Three weeks ago, I was swanning around Paris, taking in art galleries and beautiful buildings and cheese. People ask about my trip, and I can barely remember. Was I really there? The subsequent events have quite taken over. This period will go down as, shall we say, difficult. I am quite raw, often near tears, just so much emotion, on and on.
My mother had a pacemaker installed Monday, with the hope that from now on, all she has to do is get better. But at the moment, she has other ideas - my brother says she seems to have given up. She doesn't want to eat or move, as if she's saying, Enough. I understand why she'd say that, except that she agreed to the heart operation to save her own life, knowing what was in store. So let's hope this is a temporary slump, and soon she'll be on the road to recovery.
She loves to flirt, and I said to my bro, if only we could find a handsome man to come visit, she might perk up. But at the moment, she might be past even that; for Mum, that's serious. And I can't go to be with her until Anna's baby is born.
At the same time, my daughter at nine months pregnant is exhausted and grumpy, can't sleep, walks with difficulty. "Stress happens when the mind won't accept what is," I said to her cheerfully, urging her to accept her situation rather than complaining about it. But she has an answer: "It's not stress, I'm tired and uncomfortable, and it makes me feel better to complain, to tell my son to come out NOW. I know he'll come when he's ready."
Okay, is all I can say, if that makes you feel better... On Thursday, I'm going to an ultrasound appointment with her, and then on to the midwife, and then to her favourite barbecue place for lunch.
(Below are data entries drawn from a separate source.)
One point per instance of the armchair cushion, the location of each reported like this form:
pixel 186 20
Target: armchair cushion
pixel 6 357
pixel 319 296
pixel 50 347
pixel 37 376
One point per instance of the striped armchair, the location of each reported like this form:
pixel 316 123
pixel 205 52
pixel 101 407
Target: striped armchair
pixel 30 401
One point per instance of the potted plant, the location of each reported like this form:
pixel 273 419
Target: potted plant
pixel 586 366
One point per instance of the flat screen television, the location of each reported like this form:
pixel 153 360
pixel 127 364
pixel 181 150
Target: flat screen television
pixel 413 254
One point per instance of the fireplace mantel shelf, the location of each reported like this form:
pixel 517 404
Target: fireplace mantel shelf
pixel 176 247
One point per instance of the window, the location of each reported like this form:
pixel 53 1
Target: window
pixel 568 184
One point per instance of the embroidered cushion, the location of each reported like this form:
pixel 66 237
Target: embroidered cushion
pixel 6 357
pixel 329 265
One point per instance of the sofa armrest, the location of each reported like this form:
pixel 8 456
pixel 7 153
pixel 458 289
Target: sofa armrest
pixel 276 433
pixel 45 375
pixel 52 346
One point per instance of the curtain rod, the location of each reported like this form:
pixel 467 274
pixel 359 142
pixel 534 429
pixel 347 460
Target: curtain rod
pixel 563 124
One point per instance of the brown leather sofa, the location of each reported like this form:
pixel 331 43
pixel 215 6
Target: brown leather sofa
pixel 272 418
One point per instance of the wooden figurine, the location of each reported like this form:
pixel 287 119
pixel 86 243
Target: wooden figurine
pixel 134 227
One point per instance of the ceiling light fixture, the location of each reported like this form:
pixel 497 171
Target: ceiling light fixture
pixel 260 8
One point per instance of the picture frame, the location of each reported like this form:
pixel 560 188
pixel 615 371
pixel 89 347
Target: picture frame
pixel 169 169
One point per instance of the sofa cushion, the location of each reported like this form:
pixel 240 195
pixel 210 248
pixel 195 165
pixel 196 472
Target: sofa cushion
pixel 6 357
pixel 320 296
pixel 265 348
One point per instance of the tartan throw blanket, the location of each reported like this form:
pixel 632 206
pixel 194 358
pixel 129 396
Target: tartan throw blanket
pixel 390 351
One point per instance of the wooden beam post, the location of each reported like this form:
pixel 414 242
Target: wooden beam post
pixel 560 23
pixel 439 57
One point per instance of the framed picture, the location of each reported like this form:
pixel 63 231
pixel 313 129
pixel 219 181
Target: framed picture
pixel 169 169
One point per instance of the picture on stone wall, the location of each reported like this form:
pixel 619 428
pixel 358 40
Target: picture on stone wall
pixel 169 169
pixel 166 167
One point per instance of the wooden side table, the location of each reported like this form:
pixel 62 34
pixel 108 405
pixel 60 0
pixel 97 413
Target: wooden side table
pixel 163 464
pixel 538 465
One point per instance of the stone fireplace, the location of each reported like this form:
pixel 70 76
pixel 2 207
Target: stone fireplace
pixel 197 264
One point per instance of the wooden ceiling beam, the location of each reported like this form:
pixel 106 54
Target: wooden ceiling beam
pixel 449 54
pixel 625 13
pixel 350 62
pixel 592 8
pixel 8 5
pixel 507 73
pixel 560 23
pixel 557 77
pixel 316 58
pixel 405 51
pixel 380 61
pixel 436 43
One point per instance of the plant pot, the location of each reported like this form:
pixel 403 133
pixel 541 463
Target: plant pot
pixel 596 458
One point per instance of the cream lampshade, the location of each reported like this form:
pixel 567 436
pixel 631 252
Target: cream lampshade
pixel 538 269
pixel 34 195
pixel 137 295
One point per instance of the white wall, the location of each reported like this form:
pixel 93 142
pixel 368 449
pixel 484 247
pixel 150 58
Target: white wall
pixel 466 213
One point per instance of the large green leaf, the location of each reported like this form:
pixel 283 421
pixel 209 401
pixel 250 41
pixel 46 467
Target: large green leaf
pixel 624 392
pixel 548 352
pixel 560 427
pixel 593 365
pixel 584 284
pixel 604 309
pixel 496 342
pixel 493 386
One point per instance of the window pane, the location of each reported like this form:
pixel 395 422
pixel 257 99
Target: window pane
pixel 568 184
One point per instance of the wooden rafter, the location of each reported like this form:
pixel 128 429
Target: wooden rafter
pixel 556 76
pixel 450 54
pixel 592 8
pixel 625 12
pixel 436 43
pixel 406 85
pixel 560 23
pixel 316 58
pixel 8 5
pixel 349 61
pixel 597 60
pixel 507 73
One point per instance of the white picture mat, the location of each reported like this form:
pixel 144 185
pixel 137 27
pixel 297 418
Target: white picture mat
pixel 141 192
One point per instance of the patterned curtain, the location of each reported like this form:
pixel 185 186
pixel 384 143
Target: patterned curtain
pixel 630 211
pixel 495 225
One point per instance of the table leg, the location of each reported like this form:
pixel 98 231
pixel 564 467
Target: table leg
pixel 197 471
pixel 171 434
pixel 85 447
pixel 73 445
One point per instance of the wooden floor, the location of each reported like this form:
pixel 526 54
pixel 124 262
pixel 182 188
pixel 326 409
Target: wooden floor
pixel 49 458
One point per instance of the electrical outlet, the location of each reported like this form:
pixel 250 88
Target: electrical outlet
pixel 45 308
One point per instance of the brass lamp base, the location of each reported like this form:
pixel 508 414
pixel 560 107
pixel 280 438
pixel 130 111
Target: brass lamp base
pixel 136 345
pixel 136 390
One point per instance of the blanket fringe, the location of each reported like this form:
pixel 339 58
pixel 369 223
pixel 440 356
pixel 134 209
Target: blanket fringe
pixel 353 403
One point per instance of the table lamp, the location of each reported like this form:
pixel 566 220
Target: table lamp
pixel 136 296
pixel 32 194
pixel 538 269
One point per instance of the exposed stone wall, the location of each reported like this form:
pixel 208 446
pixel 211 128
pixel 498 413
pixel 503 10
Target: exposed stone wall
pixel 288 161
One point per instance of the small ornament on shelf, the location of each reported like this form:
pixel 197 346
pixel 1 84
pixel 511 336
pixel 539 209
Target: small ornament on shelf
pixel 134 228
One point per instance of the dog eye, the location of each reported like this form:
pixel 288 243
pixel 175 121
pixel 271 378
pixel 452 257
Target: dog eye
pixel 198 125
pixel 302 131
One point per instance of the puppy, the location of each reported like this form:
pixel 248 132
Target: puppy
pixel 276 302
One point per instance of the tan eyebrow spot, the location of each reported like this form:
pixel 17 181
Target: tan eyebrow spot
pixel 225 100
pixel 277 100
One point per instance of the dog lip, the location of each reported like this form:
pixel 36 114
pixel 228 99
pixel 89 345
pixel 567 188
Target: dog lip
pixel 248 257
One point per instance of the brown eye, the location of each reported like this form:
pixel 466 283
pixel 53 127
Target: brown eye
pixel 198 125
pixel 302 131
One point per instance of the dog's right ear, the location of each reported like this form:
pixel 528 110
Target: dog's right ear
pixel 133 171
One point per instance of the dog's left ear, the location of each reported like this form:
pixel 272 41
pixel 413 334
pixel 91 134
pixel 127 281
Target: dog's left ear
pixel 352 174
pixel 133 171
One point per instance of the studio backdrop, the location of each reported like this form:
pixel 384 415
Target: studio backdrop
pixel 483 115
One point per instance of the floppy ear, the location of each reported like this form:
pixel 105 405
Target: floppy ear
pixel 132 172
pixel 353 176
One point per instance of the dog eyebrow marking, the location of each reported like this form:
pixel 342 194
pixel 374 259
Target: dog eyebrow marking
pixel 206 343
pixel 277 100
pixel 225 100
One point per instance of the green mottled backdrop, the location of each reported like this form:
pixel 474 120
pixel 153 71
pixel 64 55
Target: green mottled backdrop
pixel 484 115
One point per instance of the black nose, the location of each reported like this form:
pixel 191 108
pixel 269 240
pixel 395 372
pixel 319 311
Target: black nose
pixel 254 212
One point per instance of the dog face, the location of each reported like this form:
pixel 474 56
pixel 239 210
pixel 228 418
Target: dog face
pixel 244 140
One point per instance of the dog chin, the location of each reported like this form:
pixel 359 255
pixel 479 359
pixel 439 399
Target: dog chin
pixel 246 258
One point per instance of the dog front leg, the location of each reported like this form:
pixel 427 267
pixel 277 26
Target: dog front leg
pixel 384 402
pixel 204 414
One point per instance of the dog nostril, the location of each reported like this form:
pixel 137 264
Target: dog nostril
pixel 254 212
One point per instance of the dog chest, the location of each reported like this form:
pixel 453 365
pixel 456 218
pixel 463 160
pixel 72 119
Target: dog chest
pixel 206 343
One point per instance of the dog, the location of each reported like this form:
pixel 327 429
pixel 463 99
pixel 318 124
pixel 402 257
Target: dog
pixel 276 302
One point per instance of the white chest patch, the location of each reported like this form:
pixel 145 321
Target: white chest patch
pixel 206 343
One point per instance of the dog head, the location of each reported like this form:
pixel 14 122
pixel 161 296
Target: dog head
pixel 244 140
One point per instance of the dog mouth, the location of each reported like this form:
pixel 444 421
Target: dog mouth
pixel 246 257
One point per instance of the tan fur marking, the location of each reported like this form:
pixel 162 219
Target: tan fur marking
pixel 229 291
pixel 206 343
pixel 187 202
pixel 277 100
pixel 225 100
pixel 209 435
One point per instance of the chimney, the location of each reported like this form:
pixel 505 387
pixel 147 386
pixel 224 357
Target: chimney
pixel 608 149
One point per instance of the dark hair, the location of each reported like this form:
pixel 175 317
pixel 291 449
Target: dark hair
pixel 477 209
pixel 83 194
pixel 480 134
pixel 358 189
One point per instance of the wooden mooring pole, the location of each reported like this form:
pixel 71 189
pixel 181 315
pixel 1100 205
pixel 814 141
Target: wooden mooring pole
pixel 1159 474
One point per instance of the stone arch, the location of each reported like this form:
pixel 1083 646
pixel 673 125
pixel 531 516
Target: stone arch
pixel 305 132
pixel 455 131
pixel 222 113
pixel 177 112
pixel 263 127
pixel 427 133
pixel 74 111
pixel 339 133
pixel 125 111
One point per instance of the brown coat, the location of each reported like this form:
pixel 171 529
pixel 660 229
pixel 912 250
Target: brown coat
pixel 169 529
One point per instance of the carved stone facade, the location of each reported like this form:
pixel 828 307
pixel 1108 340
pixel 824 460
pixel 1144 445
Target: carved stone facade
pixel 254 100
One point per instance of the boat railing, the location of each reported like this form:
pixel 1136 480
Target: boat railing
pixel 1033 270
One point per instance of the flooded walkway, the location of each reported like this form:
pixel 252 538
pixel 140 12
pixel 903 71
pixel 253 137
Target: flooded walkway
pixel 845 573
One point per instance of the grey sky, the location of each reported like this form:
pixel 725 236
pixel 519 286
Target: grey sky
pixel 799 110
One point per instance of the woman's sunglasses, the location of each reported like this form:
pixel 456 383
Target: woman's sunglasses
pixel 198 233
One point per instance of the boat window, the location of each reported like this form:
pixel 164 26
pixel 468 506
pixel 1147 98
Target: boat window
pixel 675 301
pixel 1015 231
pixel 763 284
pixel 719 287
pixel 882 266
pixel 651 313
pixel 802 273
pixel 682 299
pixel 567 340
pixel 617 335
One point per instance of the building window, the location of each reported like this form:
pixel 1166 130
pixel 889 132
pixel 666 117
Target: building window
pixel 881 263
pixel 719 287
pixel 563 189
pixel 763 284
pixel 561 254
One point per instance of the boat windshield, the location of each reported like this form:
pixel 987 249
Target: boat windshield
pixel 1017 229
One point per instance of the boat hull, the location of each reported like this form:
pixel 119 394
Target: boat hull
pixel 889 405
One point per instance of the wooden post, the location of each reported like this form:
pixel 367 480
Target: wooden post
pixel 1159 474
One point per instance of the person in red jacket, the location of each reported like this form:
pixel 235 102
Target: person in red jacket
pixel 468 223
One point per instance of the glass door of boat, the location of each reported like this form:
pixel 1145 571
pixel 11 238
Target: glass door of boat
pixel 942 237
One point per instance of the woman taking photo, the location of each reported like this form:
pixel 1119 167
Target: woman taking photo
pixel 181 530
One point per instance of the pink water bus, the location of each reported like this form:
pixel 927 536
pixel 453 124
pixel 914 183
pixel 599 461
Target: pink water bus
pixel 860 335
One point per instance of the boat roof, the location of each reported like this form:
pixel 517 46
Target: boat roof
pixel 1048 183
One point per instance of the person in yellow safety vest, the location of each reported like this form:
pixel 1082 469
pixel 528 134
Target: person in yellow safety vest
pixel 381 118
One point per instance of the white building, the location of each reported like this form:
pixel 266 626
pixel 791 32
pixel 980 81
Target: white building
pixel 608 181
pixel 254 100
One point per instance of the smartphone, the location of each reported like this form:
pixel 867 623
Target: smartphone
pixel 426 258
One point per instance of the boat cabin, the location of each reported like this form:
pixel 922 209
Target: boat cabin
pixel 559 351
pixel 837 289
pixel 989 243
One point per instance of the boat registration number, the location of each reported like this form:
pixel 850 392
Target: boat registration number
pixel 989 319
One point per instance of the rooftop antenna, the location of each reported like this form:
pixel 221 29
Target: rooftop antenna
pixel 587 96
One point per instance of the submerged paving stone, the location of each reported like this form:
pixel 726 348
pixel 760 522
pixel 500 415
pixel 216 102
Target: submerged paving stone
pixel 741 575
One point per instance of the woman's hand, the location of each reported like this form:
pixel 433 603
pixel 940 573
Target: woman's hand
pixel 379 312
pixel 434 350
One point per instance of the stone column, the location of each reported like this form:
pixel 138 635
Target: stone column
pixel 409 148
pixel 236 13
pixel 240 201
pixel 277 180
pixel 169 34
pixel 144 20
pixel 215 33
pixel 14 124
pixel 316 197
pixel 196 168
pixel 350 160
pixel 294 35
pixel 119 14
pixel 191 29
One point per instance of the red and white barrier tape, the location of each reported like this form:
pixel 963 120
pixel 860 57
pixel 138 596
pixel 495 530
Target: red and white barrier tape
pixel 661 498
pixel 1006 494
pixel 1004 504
She is doing this most important job, producing the next generation, on her own; I'm glad to accompany her for a bit of it. Even if she does live way the other side of the planet, at Roncesvalles and King.
Somewhere between these two poles is my own life. I sent a whiny note to Wayson yesterday about an upsetting work-related incident, and he sent back a stern email that said, in essence, "Grow up!" I needed that, but it hurt. Sometimes, these days, I feel ancient, and sometimes about twelve, not growing up anytime soon. He and I met to talk at the delicious Mad Dog Café on Gerrard St. "Sometimes, in life, you need to be a hammer, and strike," he said. "And sometimes you need to be an anvil, and bear."
He was saying to me, in his way, just what I was saying to Anna, in mine.
On top of all this, spring sprang for a day or two and then vanished into a dank, cool gloom. On the weekend I wrote to a Sony executive to ask how much it would cost to use Beatles' music in a storytelling event, only to read in the NYTimes that when "Mad Men" used a bit from "Rubber Soul," it cost $250,000. And when I carried the heavy jasmine plant outside on Sunday, I strained my back, which throbs still.
BUT: MUCH to be thankful for. Only one week and one day more in the basement. Flowers everywhere. A Vancouver friend wrote about a play coming to town, which Way and I will see next weekend, baby willing: How to disappear completely, by Itai Erdal, a one-man show which sounds wonderful. I'm reading a fascinating library book called Willpower: Rediscovering the Greatest Human Strength. When I told him about it, Wayson said, "I wouldn't have the willpower to read it."
The Globe appeared this morning on the doorstep, as delivery resumes, and John my dear handyman took me to Home Depot, oh such fun, spades and brooms, hooks, solar lights, downspouts and a giant gerbera plant. The cat purrs. Books await. Students write. And what is this before me? How strange - a glass of wine, where did that come from?
I am anvil. Hear me ring.
P.S. Just had a long talk with Mum. It's hard to hear her, her voice vague and frail - but when we talked about the French elections, she grew louder. "When I heard, I jumped for joy," she said, though that must have been hard for someone attached to beeping monitors and stuck in bed.
This does not sound like someone who has given up. Merci, Francois Hollande.